Shi C Y, Phang T W, Ngoi S S, Wee A, Li B, Lin Y, Lee H P, Ong C N
Department of Community, Occupational and Family Medicine, National University of Singapore, Kent Ridge.
Anticancer Res. 1994 Nov-Dec;14(6B):2811-6.
A series of colorectal carcinomas from an Asian population in Singapore were analyzed for mutations in the tumor suppressor gene p53. Based on single-strand conformation polymorphism (PCR-SSCP) analysis and direct DNA sequencing, 15 of 38 tumors (39%) were found to contain mutations in exons 5-8 of the p53 gene. The point mutations were predominantly base transitions. Among the 10 transitions, 5 were at CpG dinucleotide sites. One-third (5/15) of the mutations were found at previously identified hotspot codons 175, 248 and 282. In one case, an insertion of a 6-base pair sequence was found. p53 mutations did not correlate with tumor histological grade, Dukes' stage, or metastases. However, tumors at the distal site showed a higher proportion of mutations than the proximal site. Further, no mutation was found in the normal mucosa adjacent to tumor site, suggesting that no germ-line mutations were present. The results were compared with those from other studies and are discussed in connection to possible etiological factors that are specific to the local population.

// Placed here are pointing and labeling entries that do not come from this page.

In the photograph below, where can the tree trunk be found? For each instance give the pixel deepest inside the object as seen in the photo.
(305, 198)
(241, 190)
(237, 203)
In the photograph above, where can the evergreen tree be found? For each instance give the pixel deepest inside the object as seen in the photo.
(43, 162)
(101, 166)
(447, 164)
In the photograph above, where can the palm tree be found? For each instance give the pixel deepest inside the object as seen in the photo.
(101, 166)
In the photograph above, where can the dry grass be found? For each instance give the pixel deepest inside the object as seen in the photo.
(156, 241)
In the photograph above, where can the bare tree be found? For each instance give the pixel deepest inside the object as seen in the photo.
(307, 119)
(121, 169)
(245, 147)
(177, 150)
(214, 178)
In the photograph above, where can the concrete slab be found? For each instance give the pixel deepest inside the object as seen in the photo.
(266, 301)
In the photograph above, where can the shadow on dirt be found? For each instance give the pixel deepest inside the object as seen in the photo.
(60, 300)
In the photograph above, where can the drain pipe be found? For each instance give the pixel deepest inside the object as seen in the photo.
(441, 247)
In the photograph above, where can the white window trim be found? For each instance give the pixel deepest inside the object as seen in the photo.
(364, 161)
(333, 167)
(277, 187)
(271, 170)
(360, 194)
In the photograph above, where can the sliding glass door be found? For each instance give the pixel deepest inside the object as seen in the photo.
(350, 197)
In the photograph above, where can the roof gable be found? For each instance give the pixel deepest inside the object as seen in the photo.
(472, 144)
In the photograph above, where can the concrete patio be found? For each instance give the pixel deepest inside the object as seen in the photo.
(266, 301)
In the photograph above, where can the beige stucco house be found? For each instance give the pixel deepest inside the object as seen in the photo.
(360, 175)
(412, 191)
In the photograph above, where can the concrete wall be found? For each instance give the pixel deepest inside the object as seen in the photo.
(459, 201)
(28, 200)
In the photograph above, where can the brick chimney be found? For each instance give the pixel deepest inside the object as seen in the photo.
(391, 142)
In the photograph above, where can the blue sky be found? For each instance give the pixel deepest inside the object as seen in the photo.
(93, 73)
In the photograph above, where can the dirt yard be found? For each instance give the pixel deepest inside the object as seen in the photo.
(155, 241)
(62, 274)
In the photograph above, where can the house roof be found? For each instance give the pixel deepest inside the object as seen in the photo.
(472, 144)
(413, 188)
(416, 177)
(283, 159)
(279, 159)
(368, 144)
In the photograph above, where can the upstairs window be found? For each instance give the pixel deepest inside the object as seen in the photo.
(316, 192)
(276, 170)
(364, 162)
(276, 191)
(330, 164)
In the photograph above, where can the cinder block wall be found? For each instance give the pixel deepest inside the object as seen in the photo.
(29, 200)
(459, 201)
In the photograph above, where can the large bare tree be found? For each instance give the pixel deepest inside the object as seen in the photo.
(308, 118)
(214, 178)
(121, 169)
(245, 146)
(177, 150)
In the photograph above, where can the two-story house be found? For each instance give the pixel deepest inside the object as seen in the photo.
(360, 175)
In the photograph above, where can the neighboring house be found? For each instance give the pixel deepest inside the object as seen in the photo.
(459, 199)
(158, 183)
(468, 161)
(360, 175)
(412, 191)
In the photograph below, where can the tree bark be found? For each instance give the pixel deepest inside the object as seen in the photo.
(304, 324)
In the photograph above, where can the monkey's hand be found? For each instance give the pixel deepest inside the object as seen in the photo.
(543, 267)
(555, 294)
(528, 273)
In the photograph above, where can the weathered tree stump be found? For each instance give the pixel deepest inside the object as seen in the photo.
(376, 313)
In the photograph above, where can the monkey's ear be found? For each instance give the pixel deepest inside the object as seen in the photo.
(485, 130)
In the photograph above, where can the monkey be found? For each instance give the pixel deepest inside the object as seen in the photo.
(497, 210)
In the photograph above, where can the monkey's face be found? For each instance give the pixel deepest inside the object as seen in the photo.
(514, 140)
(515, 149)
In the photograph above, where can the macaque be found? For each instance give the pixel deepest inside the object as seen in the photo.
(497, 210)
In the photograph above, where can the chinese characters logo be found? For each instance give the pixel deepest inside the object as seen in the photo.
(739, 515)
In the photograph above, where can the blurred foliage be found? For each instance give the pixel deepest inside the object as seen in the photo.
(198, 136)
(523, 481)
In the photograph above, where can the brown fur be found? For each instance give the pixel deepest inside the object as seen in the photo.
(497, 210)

对新加坡亚洲人群中的一系列结肠直肠癌进行了肿瘤抑制基因p53突变分析。基于单链构象多态性(PCR-SSCP)分析和直接DNA测序,在38个肿瘤中有15个(39%)被发现p53基因外显子5-8存在突变。点突变主要是碱基转换。在10个转换中,有5个位于CpG二核苷酸位点。三分之一(5/15)的突变发生在先前确定的热点密码子175、248和282处。在1例中,发现了一个6碱基对序列的插入。p53突变与肿瘤组织学分级、Dukes分期或转移无关。然而,远端部位的肿瘤比近端部位显示出更高的突变比例。此外,在肿瘤部位相邻的正常黏膜中未发现突变,这表明不存在种系突变。将结果与其他研究结果进行了比较,并结合当地人群特有的可能病因进行了讨论。